Lake District (Chile not UK!)
Only the Lake District’s verdant meadows and heavy rainfall bear any relation to its UK namesake. Fortunately, the more popular paths are partly boardwalked to prevent catastrophic slip-ups.
There are numerous routes through the Region de Los Lagos. They expose you to volcanic backcountry that can feel as if it’s enveloping you like a big dark blanket. Horse Flies can be a nuisance at lower altitudes.
Mount La Campana
The hike to the 1,880 metre summit of Mount La Campana on the Coastal Cordillera is one of the best Chilean treks. It offers ample opportunity to spot some of the prettiest birds in South America, from loicas to patridges to various species of hawk.

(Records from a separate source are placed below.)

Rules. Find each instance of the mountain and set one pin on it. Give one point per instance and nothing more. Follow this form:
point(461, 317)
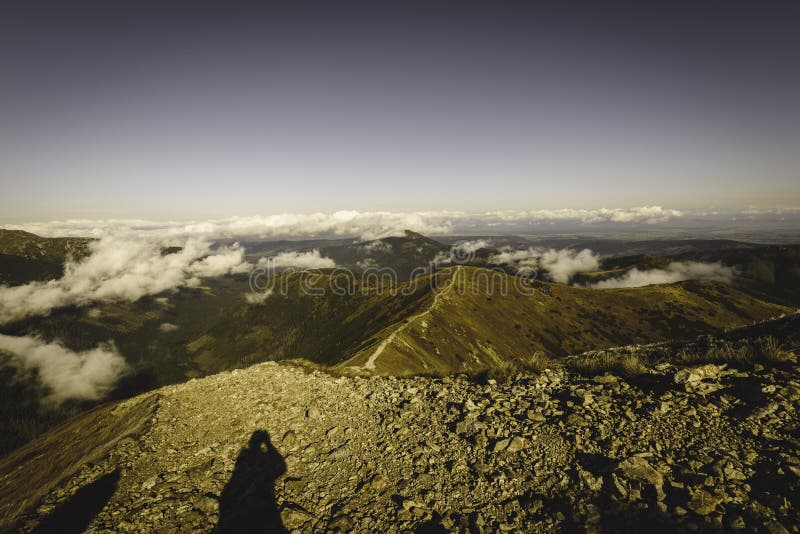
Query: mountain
point(431, 326)
point(403, 254)
point(379, 325)
point(26, 257)
point(683, 447)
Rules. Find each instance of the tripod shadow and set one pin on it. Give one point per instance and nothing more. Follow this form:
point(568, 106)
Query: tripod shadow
point(248, 501)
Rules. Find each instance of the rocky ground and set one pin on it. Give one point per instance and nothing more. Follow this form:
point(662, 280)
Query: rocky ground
point(700, 448)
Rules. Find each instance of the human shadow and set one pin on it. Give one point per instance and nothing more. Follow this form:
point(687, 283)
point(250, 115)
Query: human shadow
point(247, 503)
point(77, 513)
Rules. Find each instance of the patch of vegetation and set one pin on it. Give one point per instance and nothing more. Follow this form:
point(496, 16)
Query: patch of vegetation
point(746, 352)
point(504, 371)
point(626, 365)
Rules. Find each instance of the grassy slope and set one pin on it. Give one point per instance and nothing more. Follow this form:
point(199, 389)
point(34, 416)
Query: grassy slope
point(469, 329)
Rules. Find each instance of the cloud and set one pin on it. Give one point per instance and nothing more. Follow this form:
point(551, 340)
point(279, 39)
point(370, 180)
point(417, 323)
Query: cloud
point(364, 225)
point(122, 268)
point(311, 259)
point(371, 247)
point(675, 272)
point(258, 298)
point(471, 247)
point(560, 264)
point(642, 214)
point(68, 375)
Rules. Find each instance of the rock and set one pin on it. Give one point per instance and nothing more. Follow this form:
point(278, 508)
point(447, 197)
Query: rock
point(637, 468)
point(501, 445)
point(516, 444)
point(703, 502)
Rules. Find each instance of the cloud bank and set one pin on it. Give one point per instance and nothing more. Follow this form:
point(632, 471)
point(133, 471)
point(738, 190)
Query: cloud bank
point(311, 259)
point(561, 264)
point(122, 268)
point(68, 375)
point(676, 271)
point(364, 225)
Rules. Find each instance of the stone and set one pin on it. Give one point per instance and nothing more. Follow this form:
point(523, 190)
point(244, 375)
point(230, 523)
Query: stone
point(703, 502)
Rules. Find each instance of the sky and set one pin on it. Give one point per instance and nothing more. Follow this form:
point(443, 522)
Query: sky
point(192, 112)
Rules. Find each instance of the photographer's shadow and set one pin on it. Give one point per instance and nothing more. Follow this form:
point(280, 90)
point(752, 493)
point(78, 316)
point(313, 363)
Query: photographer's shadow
point(248, 501)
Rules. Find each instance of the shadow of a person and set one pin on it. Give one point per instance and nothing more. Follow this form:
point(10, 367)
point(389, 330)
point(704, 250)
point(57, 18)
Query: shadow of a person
point(247, 503)
point(77, 513)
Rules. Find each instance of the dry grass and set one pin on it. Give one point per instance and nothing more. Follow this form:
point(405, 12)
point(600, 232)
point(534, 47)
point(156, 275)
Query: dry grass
point(765, 349)
point(501, 373)
point(628, 365)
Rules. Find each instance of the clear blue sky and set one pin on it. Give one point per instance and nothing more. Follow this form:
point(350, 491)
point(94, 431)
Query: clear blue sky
point(196, 112)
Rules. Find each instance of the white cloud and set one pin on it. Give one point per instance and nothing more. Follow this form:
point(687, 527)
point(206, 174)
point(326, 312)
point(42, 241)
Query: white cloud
point(371, 247)
point(311, 259)
point(122, 268)
point(258, 298)
point(365, 225)
point(675, 272)
point(87, 375)
point(471, 247)
point(560, 264)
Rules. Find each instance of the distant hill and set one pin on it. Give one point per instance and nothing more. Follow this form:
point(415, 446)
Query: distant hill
point(26, 257)
point(457, 329)
point(403, 253)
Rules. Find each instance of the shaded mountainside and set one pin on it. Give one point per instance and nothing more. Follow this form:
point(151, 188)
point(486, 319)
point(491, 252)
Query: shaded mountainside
point(26, 257)
point(313, 452)
point(465, 327)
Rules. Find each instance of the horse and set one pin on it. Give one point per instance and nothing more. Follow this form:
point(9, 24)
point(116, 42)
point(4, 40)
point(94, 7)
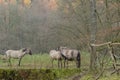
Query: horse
point(56, 55)
point(70, 55)
point(17, 54)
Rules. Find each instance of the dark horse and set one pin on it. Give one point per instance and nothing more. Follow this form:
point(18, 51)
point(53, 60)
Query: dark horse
point(70, 55)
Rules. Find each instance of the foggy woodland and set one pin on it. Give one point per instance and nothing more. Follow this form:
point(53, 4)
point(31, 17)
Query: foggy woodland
point(43, 25)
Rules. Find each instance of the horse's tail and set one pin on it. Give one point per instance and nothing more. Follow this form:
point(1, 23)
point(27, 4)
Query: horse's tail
point(78, 60)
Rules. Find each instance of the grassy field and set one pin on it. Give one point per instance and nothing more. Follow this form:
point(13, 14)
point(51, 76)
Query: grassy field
point(39, 65)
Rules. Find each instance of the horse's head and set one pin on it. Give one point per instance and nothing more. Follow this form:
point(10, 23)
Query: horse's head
point(61, 48)
point(27, 50)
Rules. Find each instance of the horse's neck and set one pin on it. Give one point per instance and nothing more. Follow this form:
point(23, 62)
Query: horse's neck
point(23, 53)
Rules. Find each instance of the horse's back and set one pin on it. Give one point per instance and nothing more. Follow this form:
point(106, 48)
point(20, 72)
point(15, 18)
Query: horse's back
point(55, 54)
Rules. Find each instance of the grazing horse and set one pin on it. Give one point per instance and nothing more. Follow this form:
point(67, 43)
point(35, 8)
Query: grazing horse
point(56, 55)
point(70, 55)
point(17, 54)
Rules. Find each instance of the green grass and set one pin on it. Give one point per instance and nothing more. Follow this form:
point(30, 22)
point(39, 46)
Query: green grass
point(39, 66)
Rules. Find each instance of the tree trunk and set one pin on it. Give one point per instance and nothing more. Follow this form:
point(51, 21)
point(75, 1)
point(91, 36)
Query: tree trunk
point(93, 30)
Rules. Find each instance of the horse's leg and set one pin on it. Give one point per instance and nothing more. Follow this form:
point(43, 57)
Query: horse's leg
point(58, 63)
point(52, 62)
point(61, 63)
point(19, 61)
point(9, 63)
point(64, 62)
point(67, 63)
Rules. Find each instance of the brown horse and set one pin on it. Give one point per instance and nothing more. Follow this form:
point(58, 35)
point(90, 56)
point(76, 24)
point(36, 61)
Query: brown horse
point(70, 55)
point(56, 55)
point(17, 54)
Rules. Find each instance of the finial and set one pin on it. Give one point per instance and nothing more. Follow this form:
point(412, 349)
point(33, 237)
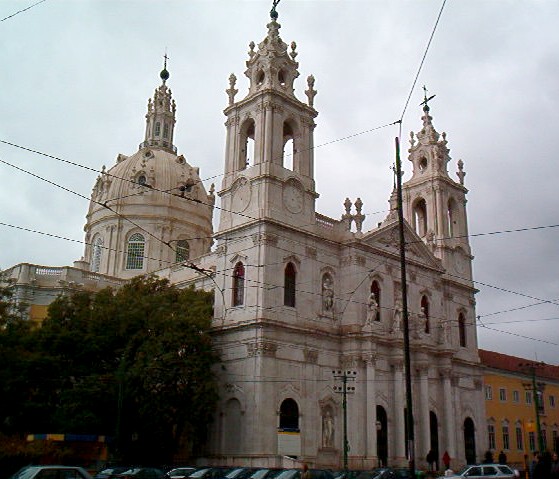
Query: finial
point(273, 13)
point(164, 75)
point(425, 99)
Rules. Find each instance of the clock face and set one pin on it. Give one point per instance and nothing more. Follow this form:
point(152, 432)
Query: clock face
point(241, 195)
point(293, 198)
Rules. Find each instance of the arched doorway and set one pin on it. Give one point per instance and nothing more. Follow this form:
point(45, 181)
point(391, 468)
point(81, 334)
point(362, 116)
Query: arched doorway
point(469, 441)
point(382, 436)
point(434, 433)
point(289, 436)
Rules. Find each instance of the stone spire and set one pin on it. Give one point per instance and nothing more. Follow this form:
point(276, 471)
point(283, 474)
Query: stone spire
point(160, 117)
point(271, 67)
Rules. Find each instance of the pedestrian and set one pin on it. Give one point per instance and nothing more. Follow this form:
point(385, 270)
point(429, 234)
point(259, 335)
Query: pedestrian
point(488, 458)
point(542, 467)
point(431, 459)
point(533, 463)
point(446, 460)
point(554, 473)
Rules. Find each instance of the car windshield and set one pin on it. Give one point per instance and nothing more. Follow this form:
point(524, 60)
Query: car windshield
point(199, 472)
point(289, 474)
point(505, 469)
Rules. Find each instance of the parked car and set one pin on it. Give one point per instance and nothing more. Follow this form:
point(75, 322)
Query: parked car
point(51, 472)
point(209, 473)
point(179, 472)
point(141, 473)
point(484, 471)
point(110, 472)
point(296, 474)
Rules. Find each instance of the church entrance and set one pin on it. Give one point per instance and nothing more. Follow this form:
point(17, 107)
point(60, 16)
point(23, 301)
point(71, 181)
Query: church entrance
point(289, 434)
point(382, 436)
point(469, 441)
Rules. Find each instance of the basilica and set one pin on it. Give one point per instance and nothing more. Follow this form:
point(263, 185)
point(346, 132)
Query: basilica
point(306, 305)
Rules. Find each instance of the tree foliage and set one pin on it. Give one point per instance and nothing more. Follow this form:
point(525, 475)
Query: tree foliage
point(133, 363)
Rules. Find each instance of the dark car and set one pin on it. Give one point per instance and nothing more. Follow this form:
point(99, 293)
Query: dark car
point(141, 473)
point(110, 472)
point(210, 473)
point(180, 472)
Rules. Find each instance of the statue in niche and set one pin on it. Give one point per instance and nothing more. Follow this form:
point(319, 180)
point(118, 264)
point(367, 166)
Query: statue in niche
point(372, 309)
point(397, 318)
point(327, 294)
point(327, 429)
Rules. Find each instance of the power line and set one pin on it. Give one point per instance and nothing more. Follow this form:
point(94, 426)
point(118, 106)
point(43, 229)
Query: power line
point(21, 11)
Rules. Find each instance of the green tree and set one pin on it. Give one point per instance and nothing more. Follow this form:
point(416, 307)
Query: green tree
point(133, 363)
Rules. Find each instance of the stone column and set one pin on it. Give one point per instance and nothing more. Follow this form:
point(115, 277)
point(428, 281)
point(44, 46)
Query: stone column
point(370, 410)
point(423, 414)
point(440, 229)
point(399, 452)
point(449, 419)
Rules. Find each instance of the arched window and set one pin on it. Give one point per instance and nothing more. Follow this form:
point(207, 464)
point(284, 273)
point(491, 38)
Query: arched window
point(289, 283)
point(375, 292)
point(450, 217)
point(135, 252)
point(462, 329)
point(238, 284)
point(420, 217)
point(289, 415)
point(288, 147)
point(247, 145)
point(182, 251)
point(96, 254)
point(425, 313)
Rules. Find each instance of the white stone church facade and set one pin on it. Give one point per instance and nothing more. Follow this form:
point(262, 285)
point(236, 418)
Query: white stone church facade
point(299, 295)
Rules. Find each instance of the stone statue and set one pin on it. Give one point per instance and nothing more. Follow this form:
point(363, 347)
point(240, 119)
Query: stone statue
point(327, 294)
point(397, 318)
point(327, 429)
point(372, 308)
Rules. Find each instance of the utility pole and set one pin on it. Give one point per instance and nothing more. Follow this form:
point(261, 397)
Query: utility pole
point(537, 392)
point(344, 390)
point(405, 319)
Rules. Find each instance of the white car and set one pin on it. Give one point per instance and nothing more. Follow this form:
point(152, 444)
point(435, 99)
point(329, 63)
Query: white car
point(51, 472)
point(484, 471)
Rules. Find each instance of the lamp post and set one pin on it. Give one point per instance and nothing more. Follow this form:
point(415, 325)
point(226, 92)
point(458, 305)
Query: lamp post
point(537, 392)
point(344, 390)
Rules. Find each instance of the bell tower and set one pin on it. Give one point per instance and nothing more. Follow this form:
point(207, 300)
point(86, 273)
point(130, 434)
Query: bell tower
point(269, 170)
point(435, 204)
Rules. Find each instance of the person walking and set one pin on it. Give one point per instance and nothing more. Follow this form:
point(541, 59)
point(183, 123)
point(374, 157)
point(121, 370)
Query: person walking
point(502, 458)
point(554, 473)
point(446, 460)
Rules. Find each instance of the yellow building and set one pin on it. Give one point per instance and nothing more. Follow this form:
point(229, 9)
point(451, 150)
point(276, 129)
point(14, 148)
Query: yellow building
point(519, 393)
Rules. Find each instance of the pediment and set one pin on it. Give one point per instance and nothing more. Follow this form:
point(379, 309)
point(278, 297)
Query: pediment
point(387, 238)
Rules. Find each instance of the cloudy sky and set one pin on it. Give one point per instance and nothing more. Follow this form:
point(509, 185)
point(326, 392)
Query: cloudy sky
point(76, 76)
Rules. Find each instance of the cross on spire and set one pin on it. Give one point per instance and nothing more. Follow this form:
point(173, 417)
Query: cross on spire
point(273, 13)
point(425, 99)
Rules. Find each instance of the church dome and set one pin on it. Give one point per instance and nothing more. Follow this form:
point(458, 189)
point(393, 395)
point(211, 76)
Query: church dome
point(150, 210)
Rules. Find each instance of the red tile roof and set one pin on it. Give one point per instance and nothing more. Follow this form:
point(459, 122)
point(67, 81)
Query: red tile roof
point(514, 364)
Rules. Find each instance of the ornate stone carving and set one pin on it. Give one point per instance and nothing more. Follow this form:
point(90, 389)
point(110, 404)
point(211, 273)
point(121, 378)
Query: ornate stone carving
point(261, 348)
point(311, 356)
point(264, 238)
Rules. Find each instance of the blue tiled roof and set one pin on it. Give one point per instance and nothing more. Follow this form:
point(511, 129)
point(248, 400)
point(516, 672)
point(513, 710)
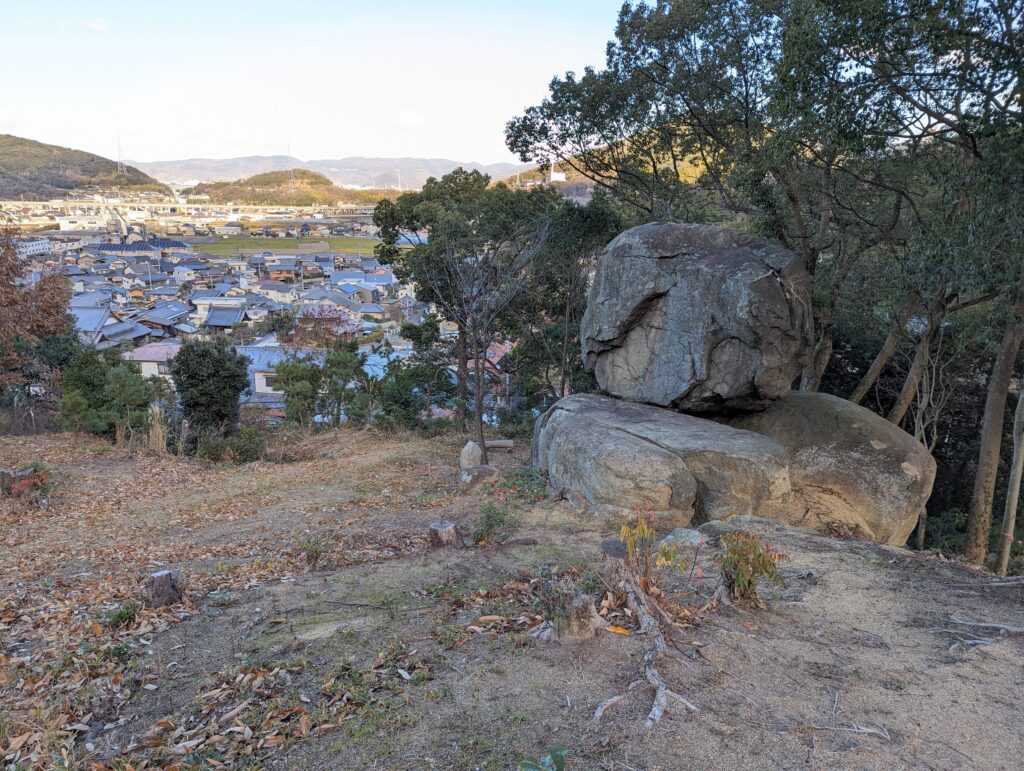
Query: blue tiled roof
point(122, 248)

The explosions of Chilean palms on the mountainside can be deceptively beautiful as they sometimes conceal bluffs. So be careful where you reach for handholds.
San Jose Mountain
The 6-day trek up San Jose is half-trekking, half rock-climbing. Given its similarity to Aconcagua Mountain in altitude gain, it’s also a perfect training ground for this much taller and more difficult peak.
Chilean Altiplano (High plateau)
Fancy exploring a 4000-metre windswept desert where flamingos dance and salt lakes glisten? You’re not the only one. The Chilean Altiplano is strenuous going, but stunning with. The Atacama desert is particularly popular.
Juan Fernandez Archipelago
Lying 670 kilometres off the shore of Chile is the Juan Fernandez Archipelago. It was here that Alexander Selkirk – the real Robinson Crusoe – washed up in 1704. A short day hike along the coast will reveal lush, shaded canopies and subtropical flowers of almost blinding brilliance.
Returning to Central Chile, the Vilches circuit leads across a 1000 metre deep gorge. Inside UFOs are believed to make regular landings. Chile’s otherwise excellent trekking infrastructure doesn’t stretch as far as Vilches. So you need to take all your food and gear with you.
The highest peak you can see from the capital city Santiago is El Plomo. The trek to the base camp takes two days. If you want to go any higher than 5000 metres you’ll need a climbing iron.
El Morado National park
Also not far from Santiago is the El Morado National park. Here you can trek across the glaciers on a variety of trails in stunning scenery. There are also plenty of other treks in central Chile.
No guide to Chile trekking holidays would be complete without including the Condor Circuit. Often likened to the wilds of New Zealand it ranges across gnarled forests and with stunning views of Descabezado Grande . It finishes at a tranquil campsite beside some health-giving hot springs.
Already one of the best Chilean treks this is a great add on to the Condor Circuit. Switch west at the Rio Volcan River stage to get a taste of the majestic Andes. The trail heads to one of its finest Chilean lakes, Laguna Mondaca.
Route of Parks
Starting and ending this guide to Chile trekking holidays in Patagonia seems appropriate. The 2,800km (1,740 miles) Route of Parks only opened in 2018 and runs from the city of Puerto Montt to Cape Horn. It’s the newest and possibly the best trek in South America.
The Tompkins Conservation, set up by US billionaire and founder of North Face Douglas Tompkins, donated vast amounts of land to the Chilean government. This helped create a network of 17 national parks and the new trek connecting them all.